Nigeria and the high cost of Independence -by Tahir Sherriff

Filed under: Letters |

If we were to use the common phrase ‘a fool at forty, is a fool forever’ , then there won’t be much to celebrate over as we mark independence day celebration, but perhaps we can also use ‘ life starts at forty’ In that case we will have the enthusiasm of an adolescent 12year old, and a purely childish desire to celebrate. I do not think however that this complex nation of ours can be captured in phrases especially as we will soon be marking 54 years of Independence and freedom for self governance.

Independence is a condition of a nation, country, or state in which its residents and population, or some portion thereof, exercise self-government, and usually sovereignty, over the territory. Independence thus translates in other words to mean ‘freedom’.

The desire for freedom is one of the most enduring characteristics of humankind. For the European colonial powers to suppress freedom for other people even as they sought it was as unrealistic as it was unjust. Only reluctantly did they part with their colonies in Africa and Asia, and only after it became clear that they had no choice.
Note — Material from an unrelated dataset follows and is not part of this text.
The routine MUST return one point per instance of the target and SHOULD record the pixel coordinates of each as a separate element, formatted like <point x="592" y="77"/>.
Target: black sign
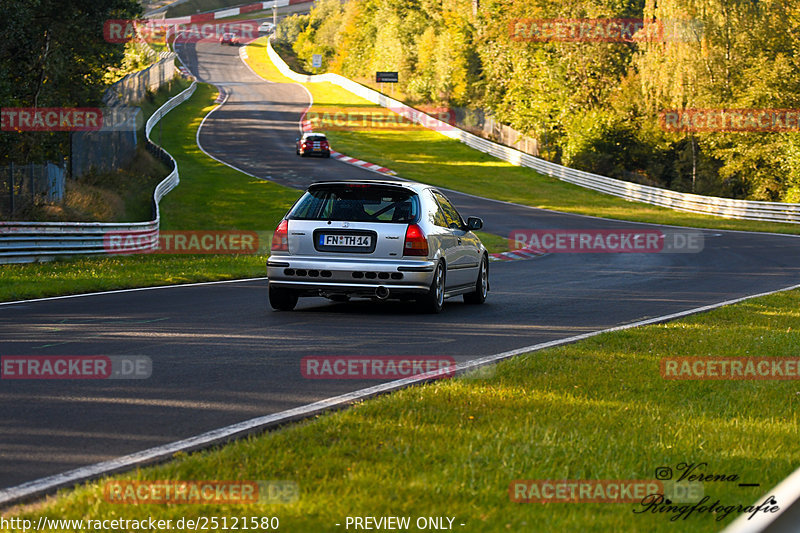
<point x="386" y="77"/>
One might have hoped that the colonial peoples of the world could have been spared the suffering they had to endure on their long road to freedom. But this was not to be, nor was securing freedom the end of their struggle. No sooner did these countries under colonial rule obtain their freedom than they had to confront the next and perhaps more difficult challenge: deciding what this freedom meant, and what they should do with it. Should they establish democratic institutions, or build the same institutions of repression they themselves had fought against? In many countries, the answers to those questions are still unclear. The answer to these questions is the true cost of independence.
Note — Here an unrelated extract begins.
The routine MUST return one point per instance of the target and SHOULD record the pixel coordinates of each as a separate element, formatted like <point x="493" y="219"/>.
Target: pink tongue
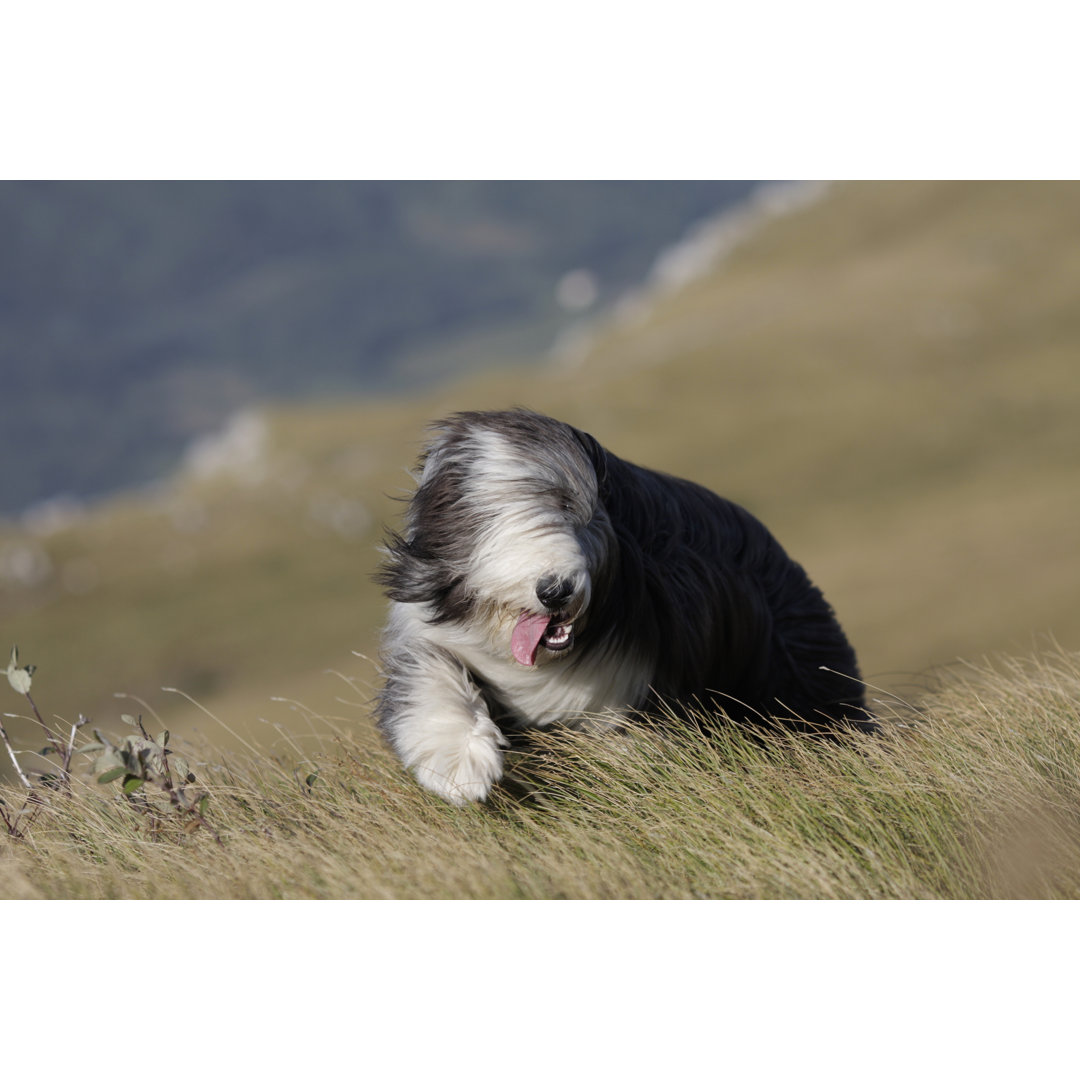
<point x="525" y="640"/>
Contrary to the meaning of the word, in the early years of Nigeria’s independence, the country was in actual sense still dependent on the British. British colonialism made Nigeria, joining diverse people and regions in an artificial political entity; the British, it is said, created a country called Nigeria, not a nation. The creation of this collage of people involved socio-economic and political troubles that the country once again relied on British advice and policies to help solve. Raph Uwechue, a leading journalist and editor-in-chief of Africa Magazine illustrates in his book ‘Reflections on the Nigerian Civil War’ that, in 1960, when Nigeria became an independent state, Nigerians temporarily had to accept the Queen of England as the Head of State, and for many years after her independence, Nigeria still had her policies influenced by England, and, to some extent, still feels her dominating presence as embodied in her membership in the British Commonwealth.

In the course of fifty two years after being granted that freedom, we have had three Governor Generals, fourteen different indigenous leaders, six political coups, two presidential assassinations, several government transitions, creation of new states and recognition of new interest groups, and we have arrived at the doorsteps of true democracy. Yet there are still gaps to be filled and complex issues to be resolved.
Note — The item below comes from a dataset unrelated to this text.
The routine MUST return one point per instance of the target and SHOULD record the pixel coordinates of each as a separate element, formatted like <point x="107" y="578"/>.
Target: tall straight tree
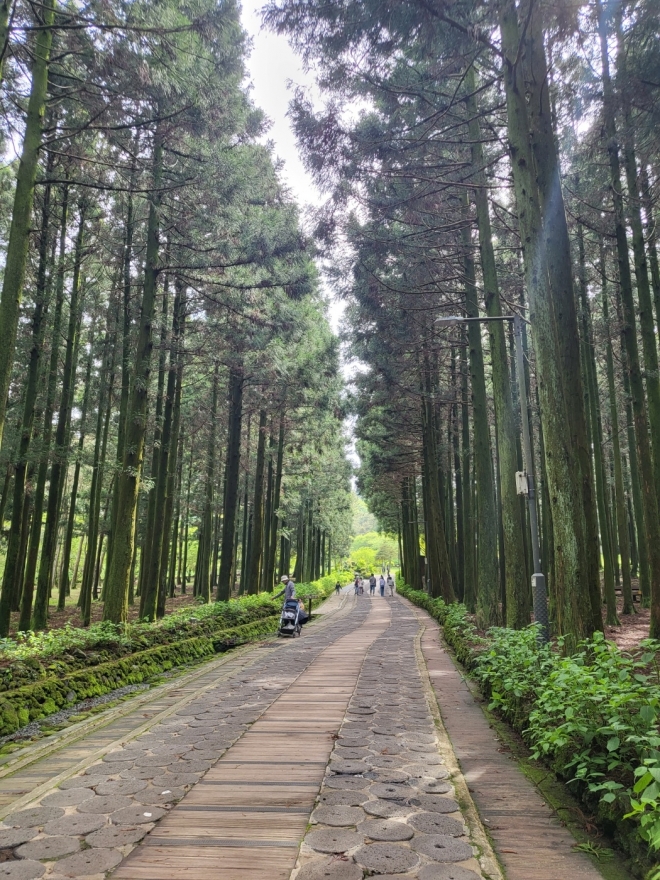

As pointed out by President Barrack Obama in a recent speech at the UN General Assembly, ‘the path to democracy does not end with the casting of a ballot’. Also beautifully contributed by United States president Franklin D. Roosevelt on January 6, 1941, in his annual message to the Congress of the United States was that he envisioned a postwar world in which four freedoms would be guaranteed: freedom of speech and expression, freedom of worship, freedom from want, and freedom from fear. In a world society based on these principles, he added, no nation would be able to commit aggressions.

At 52 Nigerians must be willing to pay these high costs to secure its continued independence. The cost of freedom of speech and expression is a higher level of education, understanding and tolerance; the cost of freedom of religion is a fair practice of faith guided by a secular constitution for all; the cost of freedom from want is vibrant entrepreneurship; and the cost of freedom from fear is an adequate and well organized security for the nation at large. There exists a variety of complex issues, at the heart of which is the how to continually handle the true cost of independence. This should be at the core of our perspective, as we are ushered into another year of our freedom.